Zachwycił nas mądry esej Stevena Pinkera pod tytułem Dlaczego nie żyjemy w epoce post-prawdy, więc długo dyskutowaliśmy z żoną, czy wkładać pracę w tłumaczenie, bo bardzo długi, a pewnie niewielu przeczyta. Ostatecznie doszliśmy do wniosku, że warto, nawet dla kilkudziesięciu osób. Byliśmy w błędzie, okazało się, że wzbudził zainteresowanie większe niż się spodziewaliśmy i przeczytało go grubo ponad tysiąc dwieście osób.


Pilnie od lat obserwujący naszą stronę czytelnik pisze: „Wracaj do swojej piaskownicy, staruchu. Mam nadzieję, że niedługo zdechniesz.” Zaintrygował mnie swoją namietnością, bo chociaż nie był to komentarz do Pinkera, jednak skłaniał do pytania, jak działa umysł. Jego głęboka niechęć związana jest z jego nienawiścią do Żydów i wszystkich, którzy tej nienawiści nie podzielają, która wydaje się dominować jego całą duchowość.


Wielu obserwatorów wyrażało przekonanie, że Internet wyzwolił ukryte wcześniej zasoby psychopatii. Steven Pinker we wspomnianym eseju pisze o tym inaczej. Przypomina, że Internet i media społecznościowe przyjęto jako obietnicę nowej, praktycznie nieograniczonej wolności słowa.   

„Powinniśmy byli być ostrożni z tym, czego sobie życzyliśmy. Nadal niezbyt rozumiemy dynamikę sieci mediów społecznościowych, ale nie mają one jeszcze mechanizmów sprawdzania i recenzowania, które są niezbędne, by prawdziwe przekonania wypływały na wierzch z mętnych bagien autoprezentacji, solidarności grupowej i pluralistycznej ignorancji. Stały się odskoczniami dla spirali moralistycznego pozerstwa i prewencyjnych denuncjacji.”

Możemy się zastanawiać, czy jest to tylko zmiana ilościowa, czy jakościowa?
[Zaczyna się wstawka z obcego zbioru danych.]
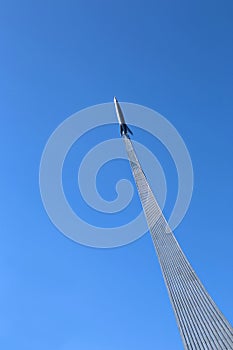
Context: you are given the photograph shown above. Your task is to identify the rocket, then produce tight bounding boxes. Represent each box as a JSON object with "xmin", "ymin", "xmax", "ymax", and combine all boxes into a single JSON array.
[{"xmin": 114, "ymin": 97, "xmax": 133, "ymax": 137}]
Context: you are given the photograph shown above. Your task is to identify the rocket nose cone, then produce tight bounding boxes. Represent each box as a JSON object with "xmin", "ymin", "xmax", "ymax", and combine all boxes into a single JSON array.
[{"xmin": 114, "ymin": 96, "xmax": 118, "ymax": 103}]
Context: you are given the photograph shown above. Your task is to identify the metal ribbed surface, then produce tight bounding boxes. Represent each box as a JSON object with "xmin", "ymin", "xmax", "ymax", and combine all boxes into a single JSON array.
[{"xmin": 123, "ymin": 135, "xmax": 233, "ymax": 350}]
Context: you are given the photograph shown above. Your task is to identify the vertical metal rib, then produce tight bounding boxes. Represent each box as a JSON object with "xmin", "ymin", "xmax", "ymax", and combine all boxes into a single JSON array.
[{"xmin": 123, "ymin": 135, "xmax": 233, "ymax": 350}]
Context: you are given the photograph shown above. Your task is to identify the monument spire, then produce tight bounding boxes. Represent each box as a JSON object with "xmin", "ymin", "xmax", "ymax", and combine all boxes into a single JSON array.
[{"xmin": 114, "ymin": 98, "xmax": 233, "ymax": 349}]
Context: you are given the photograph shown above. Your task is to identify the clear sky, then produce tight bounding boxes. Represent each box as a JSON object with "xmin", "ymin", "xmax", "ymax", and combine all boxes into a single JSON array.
[{"xmin": 1, "ymin": 0, "xmax": 233, "ymax": 349}]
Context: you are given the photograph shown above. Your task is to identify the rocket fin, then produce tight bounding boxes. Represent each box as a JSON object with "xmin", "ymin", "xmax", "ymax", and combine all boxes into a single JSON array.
[
  {"xmin": 126, "ymin": 125, "xmax": 133, "ymax": 135},
  {"xmin": 120, "ymin": 124, "xmax": 123, "ymax": 135}
]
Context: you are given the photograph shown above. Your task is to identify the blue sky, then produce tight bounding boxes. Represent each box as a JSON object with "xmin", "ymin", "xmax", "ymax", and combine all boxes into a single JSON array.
[{"xmin": 1, "ymin": 0, "xmax": 233, "ymax": 349}]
Czytając te rozważania amerykańskiego psychologa wróciłem myślami do przypomnianego kilka lat temu przez Jerzego Klechtę zapisu rozmowy  Piłsudskiego z Narutowiczem:

”Siedział w fotelu głęboko poruszony. Nie chciał mi opowiadać szczegółów. […] Rzucił na stół plik listów i kopert. „Patrz pan!” – zawołał. Spojrzałem na niektóre. Były to anonimy wszelkiego rodzaju, pełne brudu, inwektyw, płaskich dowcipów, gróźb. Nie mogłem się powstrzymać od głośnego śmiechu. Spojrzał na mnie zdziwiony.

–A telefony? – zapytałem – rozmyślne pomyłki, pytania, zadawane udawanym żydowskim akcentem, czy zdarzają się już u pana?

Zerwał się z fotela.[…]

–Skąd pan o tym wie?

–Ależ panie, ja byłem w Polsce Naczelnikiem Państwa i Naczelnym Wodzem, więc wszy wyłaziły zewsząd. Zwykłe rzeczy!”
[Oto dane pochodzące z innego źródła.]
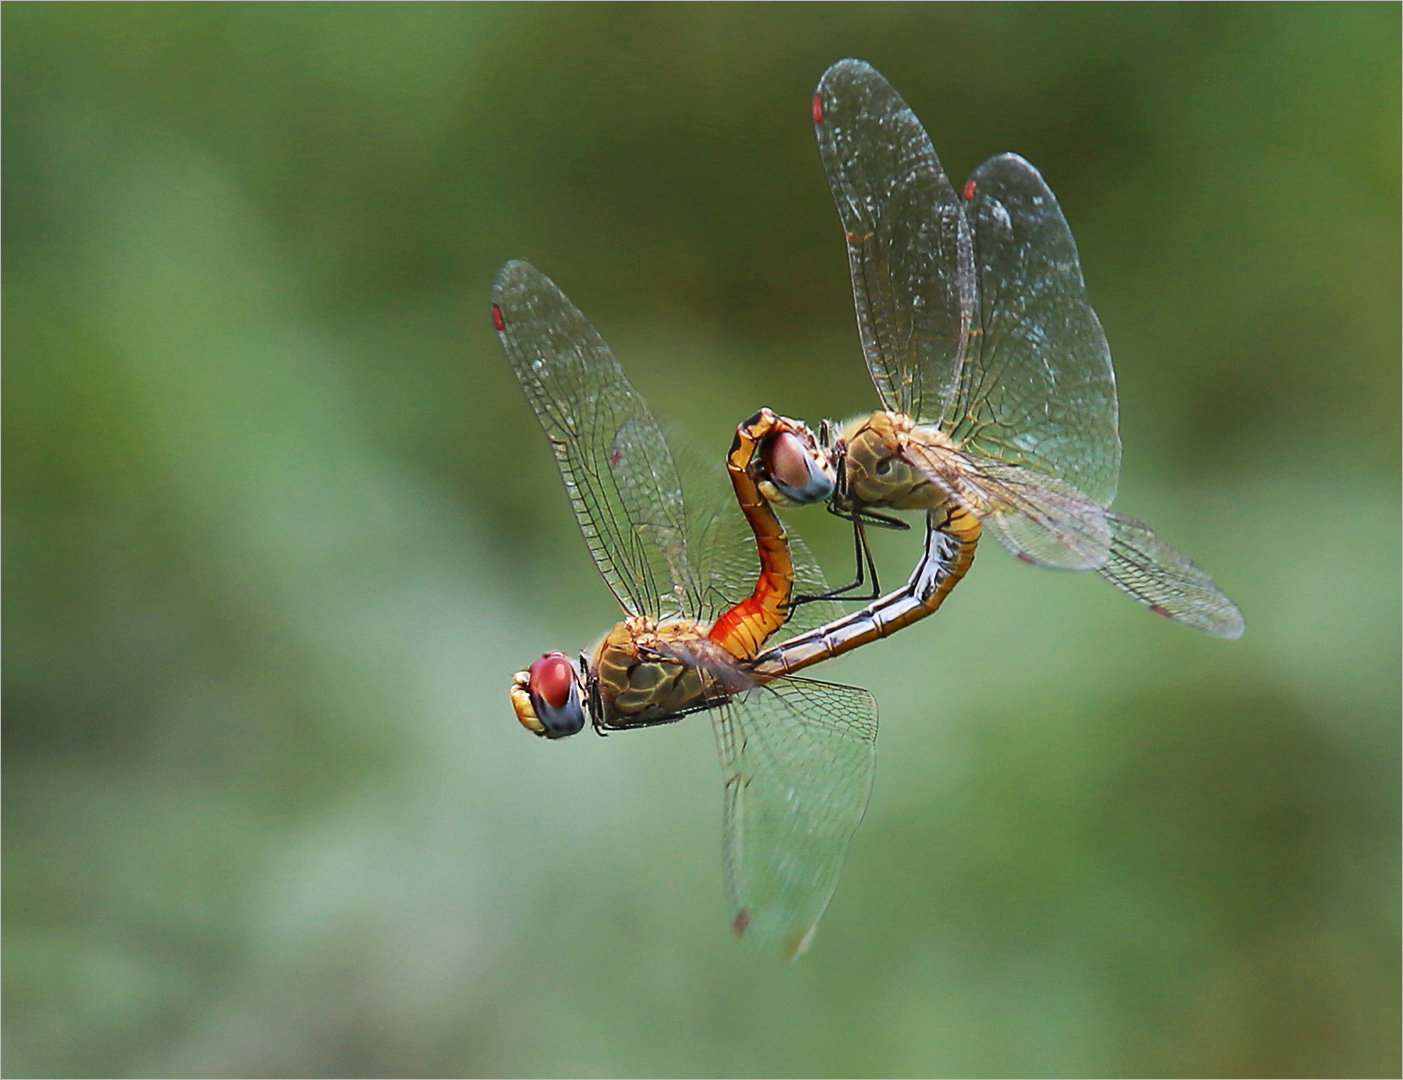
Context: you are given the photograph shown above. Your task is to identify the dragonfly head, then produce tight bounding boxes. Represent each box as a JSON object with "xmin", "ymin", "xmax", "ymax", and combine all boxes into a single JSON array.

Oczywiście, że psychopatia nie jest niczym nowym, otrzymała tylko nowe, niebywale sprawne narzędzie. Łatwość, z jaką można przesłać pełen jadu anonim, wydaje się w równym stopniu zachwycać uczniów szkoły podstawowej, jak i ministrów. Jest jednak gorzej, nie tylko otwarte fora dyskusyjne zmieniły się w agorę, na której grasują postaci nierozumiejące zasad toczenia sporów, ale również psychopaci, świadomie i z premedytacją siejący maksymalne zamieszanie. Czy ta nowa formuła „wolności słowa” wpłynęła również na charakter debat w mediach, które (przynajmniej teoretycznie) powinny być podporządkowane odwiecznej regule, iż dżentelmeni nie spierają się o fakty? Skąd się właściwie wzięła absurdalna idea, że żyjemy w jakiejś epoce post-prawdy?

 

Sam termin podobno pojawił się po raz pierwszy w 1992 roku w artykule na temat Iran-Contras. Zapomniana dziś afera jeszcze z czasów prezydentury Reagana, dotyczyła łamania własnych zasad i sprzedaży broni krajowi objętemu własnym zakazem zaopatrywania w broń. (Chodzi o tę samą Islamską Republikę Iranu co dziś, która już w 1986 uznawana była za kraj propagujący i stosujący terroryzm).  Autor artykułu przekonywał, że społeczeństwo zaakceptowało, iż karmione jest przez władze i media kłamstwami i nie ma już zdolności bronienia się przed zalewem krętactw. Termin niemal natychmiast stał się tak modny, jak modne z czasem miały stać się dżinsy z dziurami na kolanach i niebawem pojawiły się uczone książki o „erze post-prawdy”.

 

Steven Pinker nie przypomina historii kariery tego określenia, uważa jednak, że to pojęcie wprowadza w błąd, że już sam fakt, iż zauważamy kłamsto, świadczy o tym, że nadal cenimy prawdę. Absolutnej prawdy nie ma, poszukiwanie prawdy nigdy nie było łatwe, a dziś jednak jest łatwiejsze i bardziej dostępne dla każdego niż kiedykolwiek.      

 

Politycy kłamali zawsze, a tych, którzy kłamali bardziej niż inni, nazywano demagogami. Media nie były nigdy krynicą uczciwości, częściej bywały partyjnymi biuletynami głoszącymi Prawdę niż źródłem bezstronnych informacji. Religie manipulują ludźmi od zarania dziejów. Takich możliwości bronienia się przed mitami, jakie mamy dziś, nie było nigdy. Ci, którzy mówią o jakiejś erze post-prawdy, twierdzą oczywiście, że mówią prawdę i że prawda jednak jest wartością. Ci, o których uczeni mówią, że żyją w epoce post-prawdy, też zazwyczaj uważają, że są bliżsi prawdy niż wszyscy inni.

 

Tak więc, nie, nie żyjemy w erze post-prawdy, żyjemy w czasach udoskonalonych narzędzi komunikacji, które służą zarówno popularyzacji demagogii, środowiskowych narracji, ale również sceptycyzmu i racjonalizmu. Proste, apelujące do uczuć narracje jednoczą sprawniej i szybciej, scepcytyzm, racjonalizm, uporządkowana dyskusja to sztuka trudniejsza.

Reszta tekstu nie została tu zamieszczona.